The two plugins I really wanted to get my hands on were the Fuchs Train II guitar amp – a Brainworx-modelled plugin version of the amp inspired by the legendary Trainwreck – and the Pure Plate reverb plugin, but I ended up spending a bit of time with the new Eden WT800 bass amp.
UAD Fuchs Train II review
In a previous post, I said how the Chandler Gav 19T was the only amp I needed for all four songs we worked on during the session. I stand by that as well, it’s a great amp model. However, the new Fuchs Train II might be another ‘only amp you’ll ever need’, as it truly is quite wonderfully versatile. Okay, it might not do the business without some pedal help if you’re looking for modern, high-gain metal sounds, but from cleans, to crunches, to pretty dirty, the Fuchs Train II model is a superb choice of amp emulation.

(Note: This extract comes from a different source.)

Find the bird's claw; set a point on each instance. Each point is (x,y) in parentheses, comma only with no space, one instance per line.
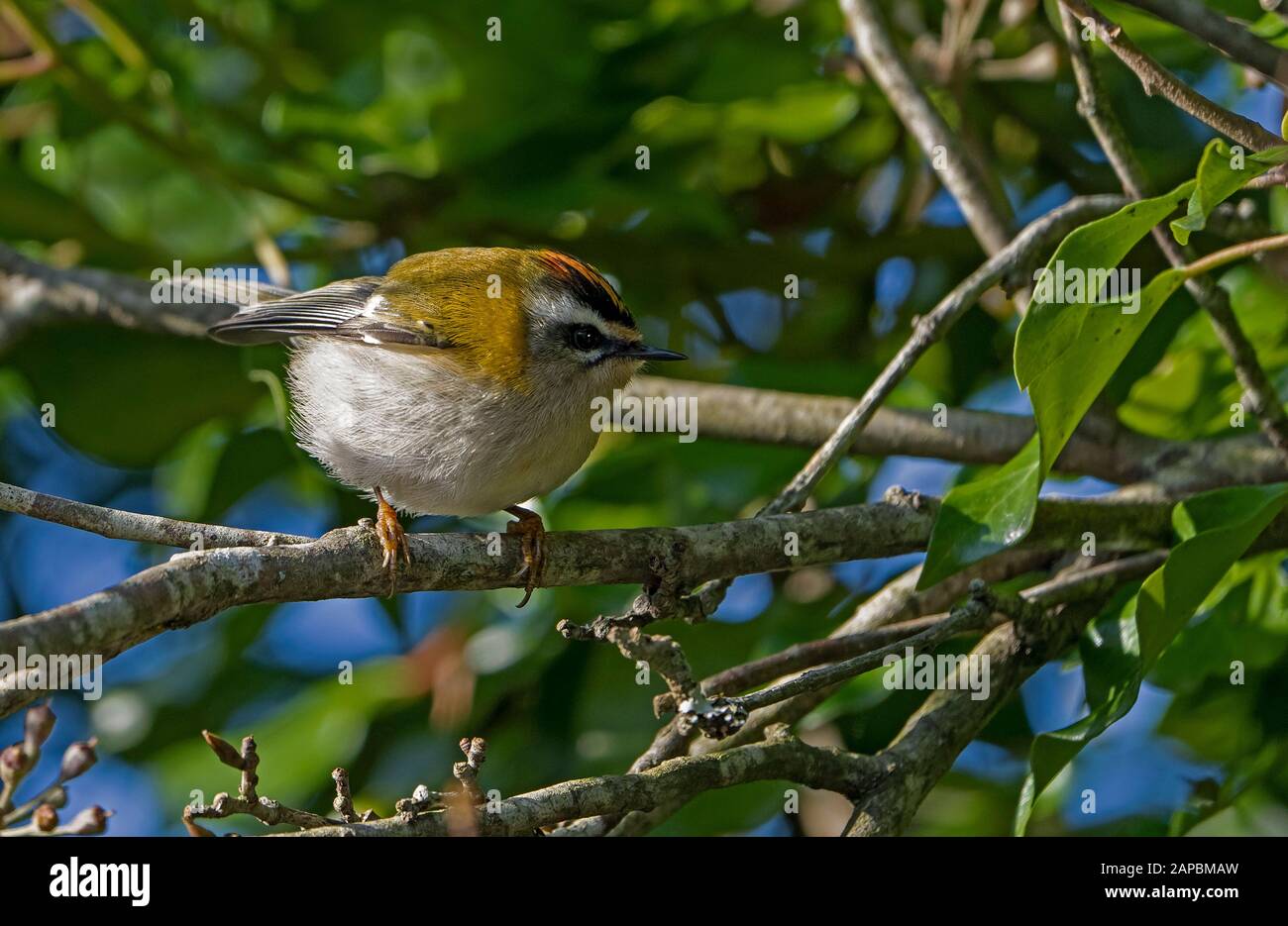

The secret to it’s versatility is the different sounds available from those two drive controls on the left. Keep drive 2 at zero and dial up drive one, and go from sparkly cleans to bluesy crunch; or open up drive 2 to access the next level of dirt. Once you’ve got your crunch sorted, head on over to the versatile EQ section to tweak away and perfect that tone. Also, it has a control labelled ‘Thrust’. I like that on a piece of gear; it’s why I’m such a fan of the API 2500…
UAD Pure Plate reverb review
Of course, one thing absent from the Fuchs Train II is reverb. No problem, time to drop the new UAD Pure Plate reverb onto a send track and get to work. We really are spoiled for choice when it comes to reverbs these days, with a huge range of plugins to choose from and a huge range of parameters to tweak. That’s what made me notice the Pure Plate ‘verb, it doesn’t have too many controls. Sometimes it’s all to easy to get lost making tiny adjustments to seemingly dozens of parameters.
The Pure Plate reverb gives you the controls you need, focussing your attention on the key parameters: reverb time and pre-delay. Of course, there are more controls than that. The handy addition of a high-pass filter and a two band EQ mean you don’t need to add a separate EQ plugin on the return, and the balance control lets you quickly dial in those great dry one side, wet on the other effects. Oh, and it sounds pretty good as well!
UAD Eden WT800 review
I wasn’t planning on using the Eden WT800 to be honest, but in the process of recording a little 12-bar blues jam to audition these plugins, I needed some bass. I used the Jay Bass from Native Instruments’ Komplete, and played in a quick bassline using Ableton Push. I usually use a UAD Ampeg model for my bass sounds, but thought I’d give the Eden WT800 a try.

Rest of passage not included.